Gergely Gyürki
- Gyürki managing Mosonmagyaróvár in 2026

Personal information
- Date of birth: 3 October 1993 (age 32)
- Place of birth: Budapest, Hungary
- Height: 1.73 m (5 ft 8 in)
- Position: Midfielder

Team information
- Current team: Mosonmagyaróvár (manager)

Senior career*
- Years: Team / Apps / (Gls)
- 0000–2012: Ferencváros / 1 / (0)
- 2012–2013: Pénzügyőr
- 2013–2014: Tatabánya / 13 / (0)
- 2014–2015: Pénzügyőr
- 2016: Haladás / 3 / (0)
- 2016–2018: Soproni VSE / 65 / (9)
- 2018: Ceglédi VSE / 4 / (0)
- 2019: Vác / 14 / (1)
- 2019–2023: Tatabánya / 86 / (36)

International career
- Kárpátalja

Managerial career
- 2022–2025: Tatabánya
- 2025–: Mosonmagyaróvár

= Gergely Gyürki =

Hungarian football manager (born 1993)

Gergely Gyürki (born 3 October 1993) is a Hungarian professional football manager and former player, who is currently the manager of Nemzeti Bajnokság III club Mosonmagyaróvár.

==Early life==

Gyürki attended the Hungarian University of Physical Education and Sports Sciences.

==Club career==

In 2014, Gyürki signed for Hungarian side Pénzügyőr, where he was regarded as an important played for the club and helped them win the league and Budapest Cup. In 2018, he signed for Hungarian side Ceglédi VSE.

==International career==

Gyürki played for the Kárpátalja football team, helping the team win the 2018 CONIFA World Football Cup.

==Style of play==

Gyürki mainly operates as a midfielder or striker and is right-footed.

==Managerial career==

Gyürki obtained a UEFA B License. In 2022, Gyürki was appointed manager of Hungarian side Tatabánya. He was regarded to have been one of the youngest managers in Hungarian professional football at the time and was regarded to have performed well with the club. On 17 February 2025, Gyürki was sacked after a 4–1 home defeat against Honvéd with Attila Dragóner, executive director.

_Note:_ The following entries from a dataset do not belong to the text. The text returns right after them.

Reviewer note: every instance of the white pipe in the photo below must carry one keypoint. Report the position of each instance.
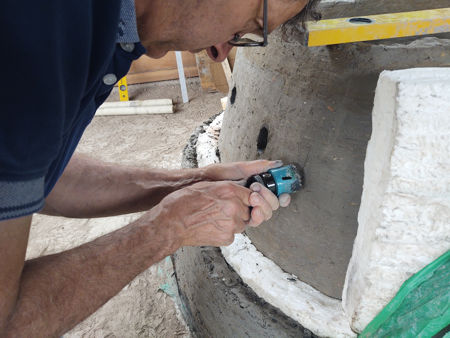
(134, 110)
(182, 77)
(158, 102)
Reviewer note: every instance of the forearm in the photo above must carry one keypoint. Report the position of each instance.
(91, 188)
(59, 291)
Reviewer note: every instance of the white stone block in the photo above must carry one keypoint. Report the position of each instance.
(404, 219)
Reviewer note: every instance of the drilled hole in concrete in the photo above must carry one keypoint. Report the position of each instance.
(262, 140)
(233, 95)
(360, 20)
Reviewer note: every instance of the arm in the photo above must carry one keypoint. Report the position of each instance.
(58, 291)
(91, 188)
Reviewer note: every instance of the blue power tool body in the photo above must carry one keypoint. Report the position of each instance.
(282, 180)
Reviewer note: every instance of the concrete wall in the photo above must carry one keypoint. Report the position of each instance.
(316, 104)
(404, 219)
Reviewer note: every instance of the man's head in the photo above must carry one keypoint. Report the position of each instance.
(195, 25)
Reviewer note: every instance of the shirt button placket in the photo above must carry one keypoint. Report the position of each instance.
(127, 47)
(110, 79)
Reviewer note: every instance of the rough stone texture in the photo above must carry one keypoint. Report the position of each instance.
(404, 219)
(316, 104)
(322, 315)
(215, 300)
(218, 304)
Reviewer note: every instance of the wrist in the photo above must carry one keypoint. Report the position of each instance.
(163, 229)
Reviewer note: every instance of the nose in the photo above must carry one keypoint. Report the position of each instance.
(219, 52)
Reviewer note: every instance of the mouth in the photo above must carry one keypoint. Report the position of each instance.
(212, 52)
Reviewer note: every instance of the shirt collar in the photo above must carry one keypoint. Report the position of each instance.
(127, 23)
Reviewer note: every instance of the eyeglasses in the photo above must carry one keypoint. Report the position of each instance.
(250, 42)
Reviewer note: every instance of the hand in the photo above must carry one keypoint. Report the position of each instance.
(209, 213)
(242, 171)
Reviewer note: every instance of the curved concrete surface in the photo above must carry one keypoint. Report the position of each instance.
(316, 106)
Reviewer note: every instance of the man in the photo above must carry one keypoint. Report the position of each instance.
(61, 60)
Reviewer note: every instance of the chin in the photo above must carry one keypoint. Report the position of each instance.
(155, 54)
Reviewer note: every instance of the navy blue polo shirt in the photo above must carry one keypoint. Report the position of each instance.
(60, 60)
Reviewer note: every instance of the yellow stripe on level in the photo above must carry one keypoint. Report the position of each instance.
(376, 27)
(123, 89)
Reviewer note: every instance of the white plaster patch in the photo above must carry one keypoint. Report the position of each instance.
(317, 312)
(207, 143)
(404, 219)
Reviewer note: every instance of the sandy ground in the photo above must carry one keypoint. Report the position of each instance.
(144, 308)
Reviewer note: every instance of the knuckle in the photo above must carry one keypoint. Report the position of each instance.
(230, 208)
(229, 240)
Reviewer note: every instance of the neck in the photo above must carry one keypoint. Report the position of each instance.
(155, 25)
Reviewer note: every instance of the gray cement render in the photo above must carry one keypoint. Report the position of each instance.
(316, 104)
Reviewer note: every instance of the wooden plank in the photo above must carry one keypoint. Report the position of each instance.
(160, 75)
(219, 77)
(204, 71)
(232, 57)
(228, 74)
(146, 69)
(376, 27)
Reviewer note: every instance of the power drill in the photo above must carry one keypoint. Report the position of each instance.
(283, 180)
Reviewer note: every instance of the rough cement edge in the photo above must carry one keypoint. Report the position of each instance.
(228, 284)
(319, 313)
(360, 300)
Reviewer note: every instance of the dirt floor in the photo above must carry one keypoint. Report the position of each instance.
(144, 308)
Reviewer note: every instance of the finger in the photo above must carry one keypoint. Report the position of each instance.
(231, 189)
(257, 201)
(285, 200)
(240, 210)
(270, 197)
(257, 217)
(239, 225)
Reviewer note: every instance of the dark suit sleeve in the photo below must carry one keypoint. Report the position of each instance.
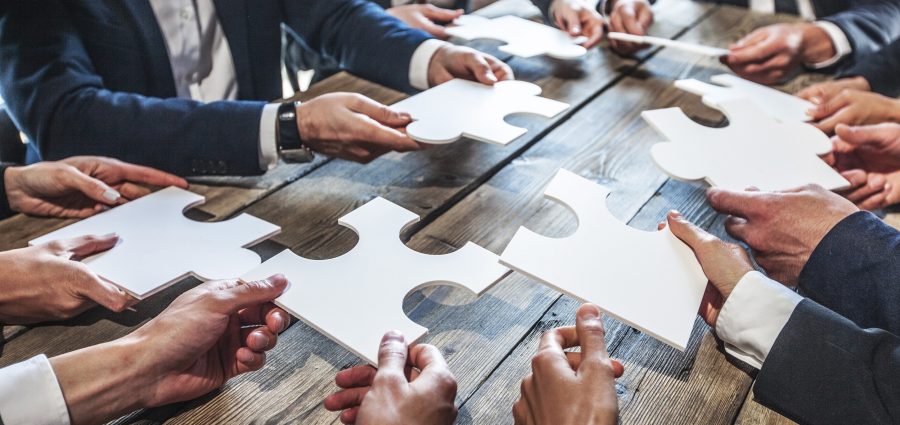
(823, 369)
(5, 210)
(881, 70)
(870, 25)
(57, 98)
(855, 271)
(360, 36)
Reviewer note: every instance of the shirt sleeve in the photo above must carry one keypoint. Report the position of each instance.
(839, 40)
(268, 144)
(753, 316)
(418, 66)
(30, 394)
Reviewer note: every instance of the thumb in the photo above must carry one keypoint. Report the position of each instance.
(77, 249)
(686, 231)
(93, 188)
(589, 327)
(392, 354)
(105, 293)
(382, 114)
(242, 294)
(865, 134)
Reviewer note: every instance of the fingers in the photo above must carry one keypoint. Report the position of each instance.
(150, 176)
(358, 376)
(346, 399)
(391, 355)
(236, 296)
(93, 188)
(738, 203)
(686, 231)
(77, 249)
(591, 334)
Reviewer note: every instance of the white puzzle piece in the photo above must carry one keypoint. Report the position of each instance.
(650, 280)
(458, 108)
(753, 150)
(159, 246)
(357, 297)
(781, 106)
(523, 38)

On 21 June 2025, he was appointed as the manager of the promotion play-offs losing Nemzeti Bajnokság III Northwest group winning club Mosonmagyaróvár.

==Personal life==

Gyürki has enjoyed fishing as a hobby. He has been a supporter of the Hungary national football team and Portugal national football team.